The family of a nine-year-old Toronto girl say a special form of medical marijuana is helping her cope with a rare genetic condition that causes severe seizures.
Ava Calandra, 9, was born two weeks late and weighed less than five pounds (2.25 kg). Her parents soon noticed she wasn’t eating properly and struggling to breathe.
“I called my husband at work and I said: ‘I'm taking Ava to SickKids Hospital and I'm not leaving until they tell me what's wrong’ and thank goodness I did,” Antonella Calandra, Ava’s mother, told CTV Toronto.
After numerous tests, Ava was diagnosed with Wolf-Hirschhorn syndrome, a rare genetic disorder where patients are missing part of their fourth chromosome. As a result of the condition, Ava is non-verbal, eats through a feeding tube and has severe seizures. According to the U.S. National Institutes of Health, the condition affects about one in 50,000 births.

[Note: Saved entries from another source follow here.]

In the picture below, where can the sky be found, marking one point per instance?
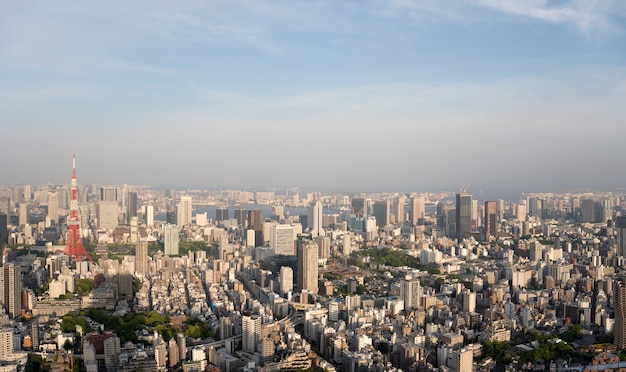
(411, 95)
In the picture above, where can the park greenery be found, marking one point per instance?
(391, 257)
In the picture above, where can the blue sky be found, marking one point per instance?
(397, 94)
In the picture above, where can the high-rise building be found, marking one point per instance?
(491, 219)
(256, 223)
(417, 209)
(4, 233)
(184, 211)
(620, 227)
(315, 219)
(221, 214)
(619, 305)
(170, 240)
(141, 257)
(358, 207)
(462, 360)
(108, 194)
(132, 205)
(23, 214)
(241, 215)
(410, 292)
(149, 215)
(286, 280)
(463, 216)
(251, 331)
(11, 288)
(282, 239)
(308, 266)
(111, 353)
(381, 213)
(107, 214)
(398, 209)
(53, 207)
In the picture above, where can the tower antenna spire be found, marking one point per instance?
(75, 247)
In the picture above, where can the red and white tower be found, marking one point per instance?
(75, 247)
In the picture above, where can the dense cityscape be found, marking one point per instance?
(133, 278)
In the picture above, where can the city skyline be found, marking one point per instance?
(403, 95)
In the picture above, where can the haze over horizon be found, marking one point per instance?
(394, 95)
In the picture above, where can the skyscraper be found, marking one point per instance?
(184, 211)
(619, 305)
(141, 257)
(463, 216)
(4, 234)
(23, 214)
(149, 215)
(307, 265)
(11, 288)
(381, 213)
(256, 222)
(315, 219)
(491, 219)
(417, 209)
(132, 205)
(410, 292)
(53, 208)
(170, 240)
(251, 332)
(620, 226)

“You've just been told your child isn't going to live the life that you had dreamt and imagined,” recalled J.P. Calandra, Ava’s father, referring to the moment when he heard of Ava’s condition.

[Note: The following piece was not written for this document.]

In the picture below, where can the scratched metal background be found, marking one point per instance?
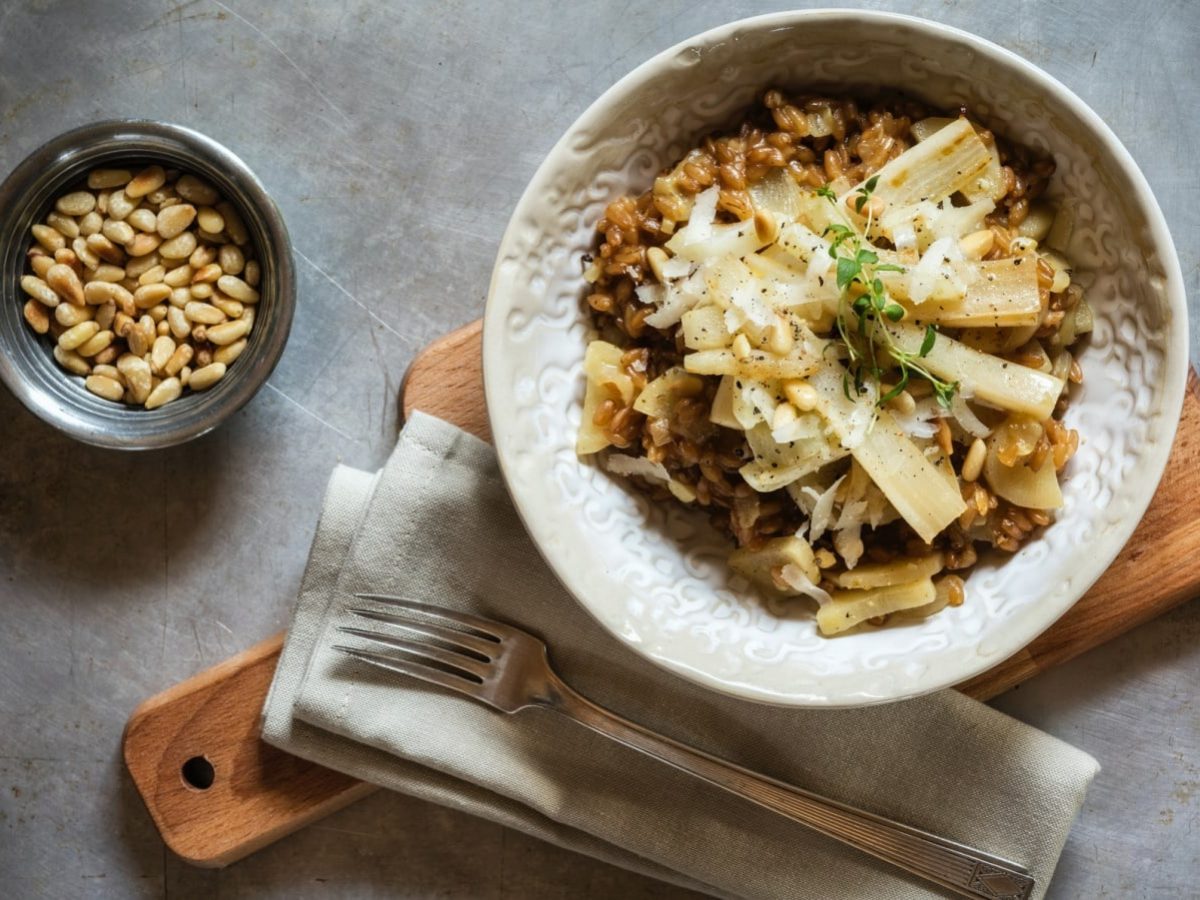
(396, 138)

J.P. says the longest seizure Ava experienced went on for an hour and 45 minutes.
The family says Ava’s quality of life has improved thanks to a form of medical marijuana. The medication has helped with the severity and frequency of Ava’s seizures and helps her sleep through the night.
Ava has been able to attend school five times a week, rides a specialized bike and is trying to walk.
“There have been such amazing milestones in Ava's life,” Antonella said. “Her strength and resilience is incredible.”
The family is now hoping to help other families dealing with similar circumstances. They have started a charity called “Angels like Ava” designed to help other families with children who have rare genetic conditions.
“I think Ava makes everybody that comes in contact with her a better person,” said J.P. “To us she is an angel. She is as pure as it gets.”